The National Transportation Planning and Research Centre (NATPAC) has submitted a detailed report to Kerala Infrastructure Investment Fund Board (KIIFB) outlining steps to decongest Vyttila - said to be the biggest junction in Kerala, where acute traffic congestion and chaos prevails even after commissioning a six-lane flyover in 2021.
The report is a revision of the one that had beenprepared in May 2023. The revision follows a recent decision to allocate land to KSRTC for a long-distance bus depot at Vyttila Mobility Hub, in return for Vyttila Mobility Hub (VMH) being given KSRTC-owned land at Karikkamury in the city to build an integrated bus terminal. The report also took into account the phase-two development of VMH, where commercial development has been envisaged as part of steps to mobilise revenue, said sources in NATPAC.

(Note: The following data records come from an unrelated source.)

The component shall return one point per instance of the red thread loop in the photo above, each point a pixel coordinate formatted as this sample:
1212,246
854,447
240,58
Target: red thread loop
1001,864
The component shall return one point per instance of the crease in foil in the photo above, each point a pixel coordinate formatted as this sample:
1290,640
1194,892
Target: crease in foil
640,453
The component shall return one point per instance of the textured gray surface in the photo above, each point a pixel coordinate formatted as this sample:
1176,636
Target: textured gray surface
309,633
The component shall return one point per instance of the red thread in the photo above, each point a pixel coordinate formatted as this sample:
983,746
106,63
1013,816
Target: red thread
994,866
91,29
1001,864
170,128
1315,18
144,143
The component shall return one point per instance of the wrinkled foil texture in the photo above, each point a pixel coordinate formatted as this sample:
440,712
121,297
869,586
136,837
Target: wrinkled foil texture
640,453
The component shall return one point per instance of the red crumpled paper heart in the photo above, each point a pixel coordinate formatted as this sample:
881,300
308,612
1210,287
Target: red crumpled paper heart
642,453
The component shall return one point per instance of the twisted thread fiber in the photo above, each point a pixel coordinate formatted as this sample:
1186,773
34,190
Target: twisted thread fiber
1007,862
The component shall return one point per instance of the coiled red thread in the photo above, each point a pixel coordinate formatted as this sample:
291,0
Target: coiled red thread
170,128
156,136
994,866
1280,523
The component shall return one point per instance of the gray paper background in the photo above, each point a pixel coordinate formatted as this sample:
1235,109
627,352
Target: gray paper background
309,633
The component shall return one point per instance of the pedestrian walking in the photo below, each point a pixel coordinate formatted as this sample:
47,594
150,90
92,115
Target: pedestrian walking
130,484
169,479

All this was in addition to a proposal to have U turns below flyovers that were planned on the northern and southern sides of Vyttila Junction. This would streamline movement of vehicles in the east-west direction, like in Palarivattom, they added.

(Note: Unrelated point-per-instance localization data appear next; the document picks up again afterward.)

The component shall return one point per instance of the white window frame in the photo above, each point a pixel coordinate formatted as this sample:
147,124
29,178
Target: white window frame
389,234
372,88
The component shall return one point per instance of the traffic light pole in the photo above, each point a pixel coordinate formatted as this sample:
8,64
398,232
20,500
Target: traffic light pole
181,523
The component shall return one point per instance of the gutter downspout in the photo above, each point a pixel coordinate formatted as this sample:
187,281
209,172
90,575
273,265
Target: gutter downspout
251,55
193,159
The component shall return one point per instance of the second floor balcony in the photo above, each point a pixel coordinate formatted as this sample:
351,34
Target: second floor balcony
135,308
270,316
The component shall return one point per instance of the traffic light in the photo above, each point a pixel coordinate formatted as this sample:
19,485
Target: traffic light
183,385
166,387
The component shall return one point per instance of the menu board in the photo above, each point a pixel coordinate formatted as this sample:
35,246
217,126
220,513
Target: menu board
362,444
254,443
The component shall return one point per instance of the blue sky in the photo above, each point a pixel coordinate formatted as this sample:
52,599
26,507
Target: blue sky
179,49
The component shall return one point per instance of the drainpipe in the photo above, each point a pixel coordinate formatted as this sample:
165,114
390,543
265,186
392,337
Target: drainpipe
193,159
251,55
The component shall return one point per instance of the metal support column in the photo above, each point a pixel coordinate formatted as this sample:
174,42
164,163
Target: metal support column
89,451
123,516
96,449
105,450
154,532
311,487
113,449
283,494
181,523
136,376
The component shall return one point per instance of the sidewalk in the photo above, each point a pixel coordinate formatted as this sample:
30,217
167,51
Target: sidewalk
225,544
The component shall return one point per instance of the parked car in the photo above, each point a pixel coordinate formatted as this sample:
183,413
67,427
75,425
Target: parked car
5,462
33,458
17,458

Currently, movement of vehicles coming from the Palarivattom and Kundannur side towards S.A. Road and Thripunithura, as well as those from Palarivattom wanting to turn left towards Thripunithura and VMH are hindered. Experts, commuters, and NGOs had attributed this to shoddy planning by PWD (NH wing) that built the flyover.
The NATPAC, in its capacity as the design consultant for KIIFB, had in 2023 suggested the construction of a pair of flyovers parallel to the metro viaduct that crossed Vyttila Junction on the S.A. Road-Thripunithura corridr, in order to decongest the junction and half a dozen approach roads to it. Another option the agency suggested was a three-km-long, at-grade-cum-elevated corridor ALONG the backwaters on the Elamkulam-Champakkara stretch.
In the meantime, the PWD’s assurance in early 2021 to carry out widening and second-phase development works of the junction, in order to streamline flow of vehicles and to ensure safety of pedestrians, is yet to be fulfilled.